Scholarly Colloquia and Events

  • 9/12 Women's Prison Writings

    Monday, September 12 / 4:00 pm

    HBL – Class of 1947 Room

    “1970s Women’s Prison Writings in Bengal, India and the Americas”

    Co-sponsored by India Studies Program and Asian/Asian American Studies Institute

    Open to the Public

     

    SHARMILA PURKAYASTHA teaches English in Miranda House, Delhi University, and obtained her PhD from the Department of English, Delhi University. Her dissertation research was a study of the relationship between literature and radical politics during the 1970s in Bengal. Given the paucity of available scholarly work on the topic, the study provided parameters for evaluating the mediation between literary genres and political ideas. Among the rich diversity of literary forms that were produced in the wake of the Naxalite movement, women’s prison writing remains a fascinating yet neglected field of study. These writings by women political participants offer valuable insights into how women lived and coped under detention.
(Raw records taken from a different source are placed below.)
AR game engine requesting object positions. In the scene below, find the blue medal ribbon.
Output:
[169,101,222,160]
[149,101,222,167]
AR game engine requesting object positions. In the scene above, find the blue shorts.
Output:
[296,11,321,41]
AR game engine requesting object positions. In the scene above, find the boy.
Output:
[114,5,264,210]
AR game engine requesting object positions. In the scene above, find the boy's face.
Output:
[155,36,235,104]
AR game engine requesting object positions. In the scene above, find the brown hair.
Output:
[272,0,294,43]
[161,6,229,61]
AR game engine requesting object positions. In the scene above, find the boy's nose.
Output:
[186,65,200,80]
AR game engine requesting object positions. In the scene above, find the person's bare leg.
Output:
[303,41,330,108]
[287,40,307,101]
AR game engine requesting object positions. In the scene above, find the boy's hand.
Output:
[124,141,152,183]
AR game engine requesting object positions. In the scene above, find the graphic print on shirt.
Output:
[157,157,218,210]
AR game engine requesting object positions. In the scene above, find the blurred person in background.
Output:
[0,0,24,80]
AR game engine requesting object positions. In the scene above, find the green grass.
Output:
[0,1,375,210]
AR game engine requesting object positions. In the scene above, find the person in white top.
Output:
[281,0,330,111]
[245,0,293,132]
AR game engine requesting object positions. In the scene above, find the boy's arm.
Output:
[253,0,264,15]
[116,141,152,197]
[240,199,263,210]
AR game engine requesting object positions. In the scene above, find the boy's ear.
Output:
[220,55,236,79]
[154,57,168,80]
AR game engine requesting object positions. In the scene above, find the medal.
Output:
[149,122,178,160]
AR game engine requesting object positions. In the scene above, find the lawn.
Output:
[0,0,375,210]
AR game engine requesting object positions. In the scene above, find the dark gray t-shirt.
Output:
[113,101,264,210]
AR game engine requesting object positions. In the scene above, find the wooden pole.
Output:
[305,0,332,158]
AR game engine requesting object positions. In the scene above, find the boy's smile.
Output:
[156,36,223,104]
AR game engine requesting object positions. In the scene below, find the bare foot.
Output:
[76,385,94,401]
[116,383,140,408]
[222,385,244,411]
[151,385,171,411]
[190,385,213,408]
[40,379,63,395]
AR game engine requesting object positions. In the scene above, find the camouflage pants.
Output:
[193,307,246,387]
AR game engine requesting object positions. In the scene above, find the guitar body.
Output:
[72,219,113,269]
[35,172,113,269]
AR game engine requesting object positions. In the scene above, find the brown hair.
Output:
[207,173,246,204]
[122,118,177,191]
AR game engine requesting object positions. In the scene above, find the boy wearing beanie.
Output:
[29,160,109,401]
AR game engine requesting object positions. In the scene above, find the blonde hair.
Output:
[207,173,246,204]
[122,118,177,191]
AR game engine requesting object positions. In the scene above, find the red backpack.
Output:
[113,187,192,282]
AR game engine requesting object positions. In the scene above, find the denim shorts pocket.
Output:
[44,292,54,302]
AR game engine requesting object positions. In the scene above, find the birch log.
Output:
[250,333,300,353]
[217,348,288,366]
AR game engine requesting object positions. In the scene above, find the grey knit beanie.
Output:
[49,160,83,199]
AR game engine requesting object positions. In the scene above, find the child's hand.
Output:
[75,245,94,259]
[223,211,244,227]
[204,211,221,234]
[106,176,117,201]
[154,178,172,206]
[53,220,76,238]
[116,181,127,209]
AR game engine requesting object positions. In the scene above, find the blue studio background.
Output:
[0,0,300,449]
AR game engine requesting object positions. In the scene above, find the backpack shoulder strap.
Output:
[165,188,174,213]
    Dr. Purkayastha is in the US on a Fulbright-Nehru project that assesses the radical potential of women’s prison writings of the Naxalite period by comparing them with similar writings produced in selected countries of the Americas in the 1970s. This comparative model contributes toward an understanding of resistance literature and sheds light on the gendered nature of political participation and the unique aesthetic qualities of testimonial literature of the period. The study enables readers to treat women’s prison writings as a valuable source of historical knowledge and aids a feminist understanding of women’s political participation.

    Sharmila Purkayastha is co-editor and contributor of Towards Freedom: Critical Studies on Ghare Bhaire (Orient Longman, 2007). She has been a long time human rights activist, involved in research and writing on these issues.